Three Pennsylvania state senators who want the Delaware River Basin Commission’s (DRBC) moratorium on hydraulic fracturing eliminated have again filed to intervene in a federal lawsuit challenging the de facto drilling ban.*

The motion comes after a federal appeals court in Philadelphia vacated the U.S. District Court for the Middle District of Pennsylvania’s 2017 decision to throw out the lawsuit that was filed by a small exploration and production company. The senators’ previous effort to intervene was denied by the lower court after it found they had no standing.

The Wayne Land and Mineral Group (WLMG) filed a lawsuit against the DRBC in 2016, arguing that the commission lacks authority under the Delaware River Basin Compact to review and approve natural gas development. The senators filed to intervene after a three-judge panel of the U.S. Court of Appeals for the Third Circuit remanded the case to the lower court for further fact-finding about exactly what projects the commission has authority to review under the 1961 compact that established it.

Sens. Lisa Baker, Gene Yaw and Joseph Scarnati — all Republicans that represent the north-central and northeast parts of the state where unconventional natural gas development has been heavy, or where it hasn’t been allowed to occur due to the moratorium — want the court to invalidate the ban and prevent the DRBC from enforcing it.

They argue the commission is violating the U.S. Constitution by preventing landowners from profiting from private property. They also claim the state is being thwarted in earning revenue from public land that could be leased for natural gas drilling in the basin. The senators said in their motion that the General Assembly, not the DRBC, has the authority to oversee and regulate such development.

“In enforcing the moratorium, the commission has attempted to exercise legislative authority vested in the General Assembly and subject over five million citizens of the commonwealth residing in the basin to its dictates, rather than the comprehensive statutory scheme enacted by their duly elected senators,” the motion said.

The basin consists of 13,539 square miles. More than half of that is located in Pennsylvania, where 2,338 square miles is prospective for the Marcellus Shale. According to the U.S. Geological Survey, the senators said, the land holds an estimated $40 billion worth of natural gas reserves.
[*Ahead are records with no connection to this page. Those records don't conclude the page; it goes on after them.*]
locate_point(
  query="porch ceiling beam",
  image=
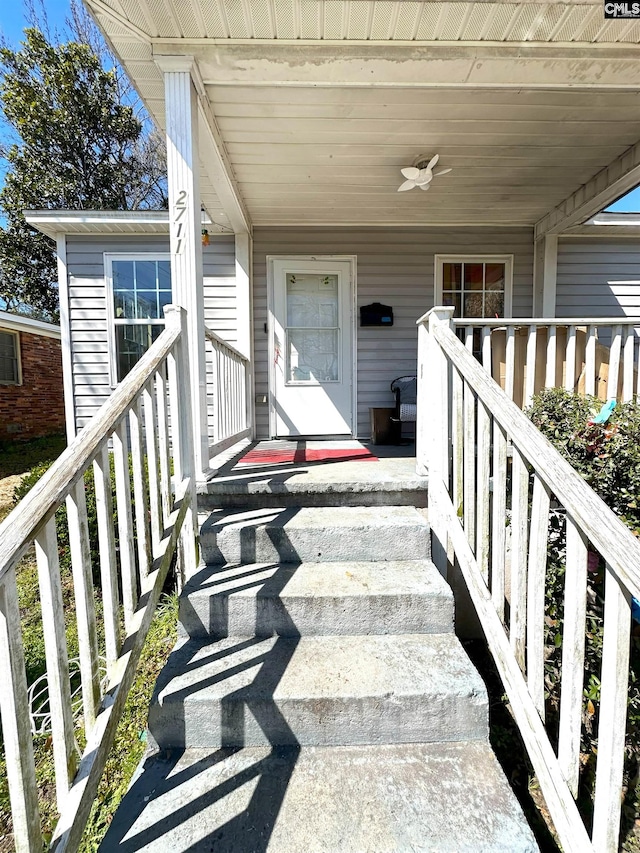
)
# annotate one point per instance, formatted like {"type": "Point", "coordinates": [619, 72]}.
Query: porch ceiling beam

The DRBC decided in 2009 that all gas drilling in the basin needed to be reviewed, saying it would not approve any development until it adopted new rules governing the industry. The next year it decided to postpone the review of natural gas development and has failed to act on adopting new rules, leaving in place a de facto moratorium.

Congress approved the Delaware River Basin Compact in 1961. It’s an agreement among the United States, New York, Pennsylvania, New Jersey and Delaware to protect the Delaware River watershed.

WLMG, which owns acreage in Northeast Pennsylvania that it wants to develop within the river basin, argues the commission is impeding the development of private land and appeasing environmental groups opposed to oil and gas produced by unconventional drilling.

*Correction: A previous version of this story incorrectly stated that the senators motion to intervene was granted by the U.S. District Court for the Middle District of Pennsylvania. No order has been issued on the motion. NGI regrets the error.